Elle progressa d’abord sans rien ressentir puis, au bout d’un long moment, elle se mit à trembler, bouleversée par ce qu’elle venait d’éprouver. Jamais encore elle n’avait pensé qu’on puisse vouloir mourir. La mort était pour les autres, pour les adultes et surtout pour les vieux. Les petites filles ne mouraient jamais, ce n’était pas dans l’ordre des choses ! Ce n’était pas possible ! Elle avait toujours cru que tant que son corps serait vif et doux, tant que ses bras seraient minces et bronzés, la mort ne la concernerait pas. Et voilà qu’elle l’avait souhaitée ! Voilà qu’elle avait failli mourir !

Il faisait nuit maintenant, le froid la tourmentait. Elle ne se souciait plus de trouver un endroit pour dormir, elle marchait, marchait dans l’obscurité, elle n’avait plus peur, elle n’était même plus triste, elle ne pensait à rien.

Au bout d’un long moment cependant elle trébucha et tomba. Il fallait s’arrêter. A quelques mètres d’elle se dressait la sombre silhouette d’une maison d’écluse abandonnée. À l’arrière, un vieux pont de bois enjambait un ruisseau. Elle s’y coucha en boule. Pas un bruit. Sous elle, entre les planches disjointes, elle aperçut dans l’eau un étrange reflet pâle qui ne venait de nulle part. Une vague terreur l’envahit. Elle pensa à sa mère, joignit ses mains et les serra entre ses genoux. Puis elle se recroquevilla et sombra brutalement dans un sommeil semblable à un coma tandis que le brouillard montait de l’eau immobile.

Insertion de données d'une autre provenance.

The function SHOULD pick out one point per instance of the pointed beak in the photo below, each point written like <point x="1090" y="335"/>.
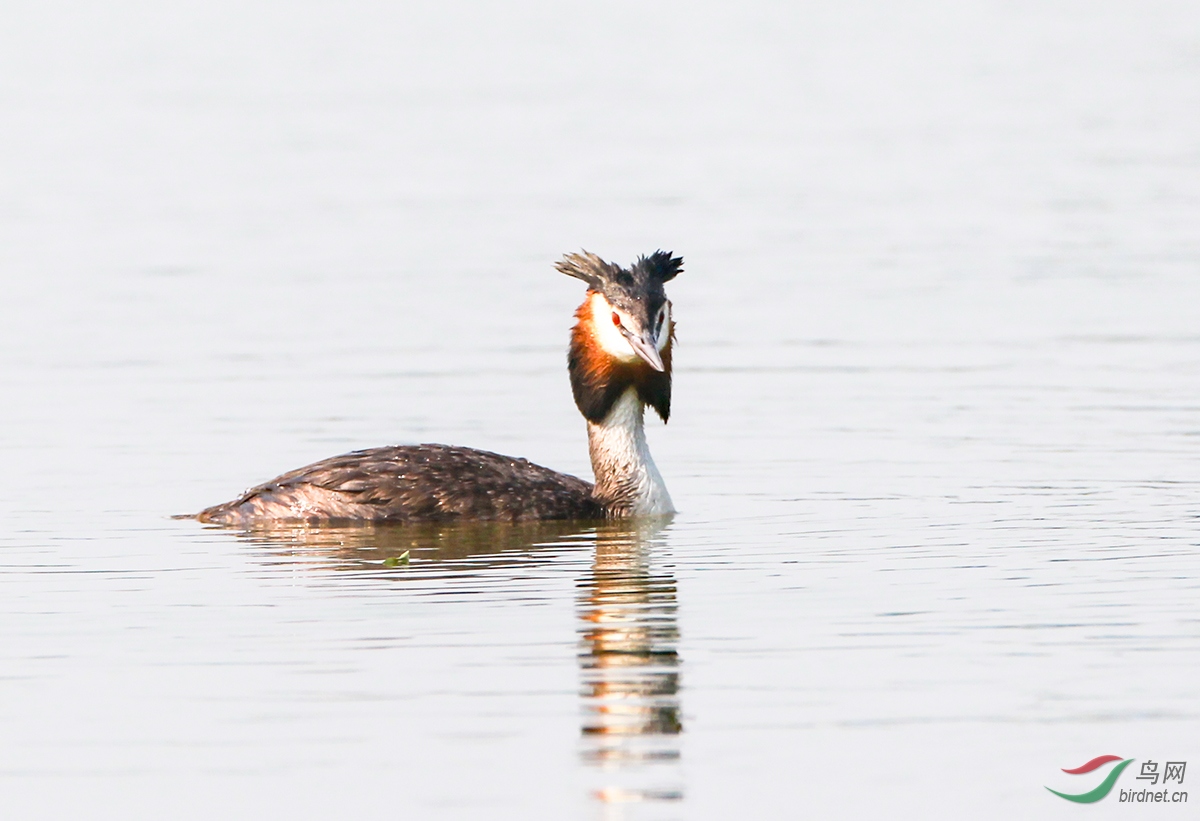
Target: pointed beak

Deux heures plus tard, le froid la réveilla, elle se leva et reprit sa marche mécanique dans la nuit grise. Elle avança encore longtemps, titubant et tombant parfois. Et puis, enfin, le chant d’une grive s’éleva et le jour vint, bleuté et vague, et le soleil illumina doucement la brume. Les yeux de Lisette se posèrent malgré elle sur la lumière qui s’offrait là, pour rien ni pour personne, et elle se mit à pleurer sans pouvoir se retenir.

Une nouvelle écluse barrait la rivière ; des maisonnettes apparurent. Elles étaient pauvres et silencieuses, entourées de jardins potagers charmants et de poulaillers dont les portes étaient encore fermées. Et peu à peu ce furent les abords de la ville, des faubourgs endormis, des fabriques, des avenues bordées de villas. Un fiacre passa. Très loin un train quittant une gare lança un long cri.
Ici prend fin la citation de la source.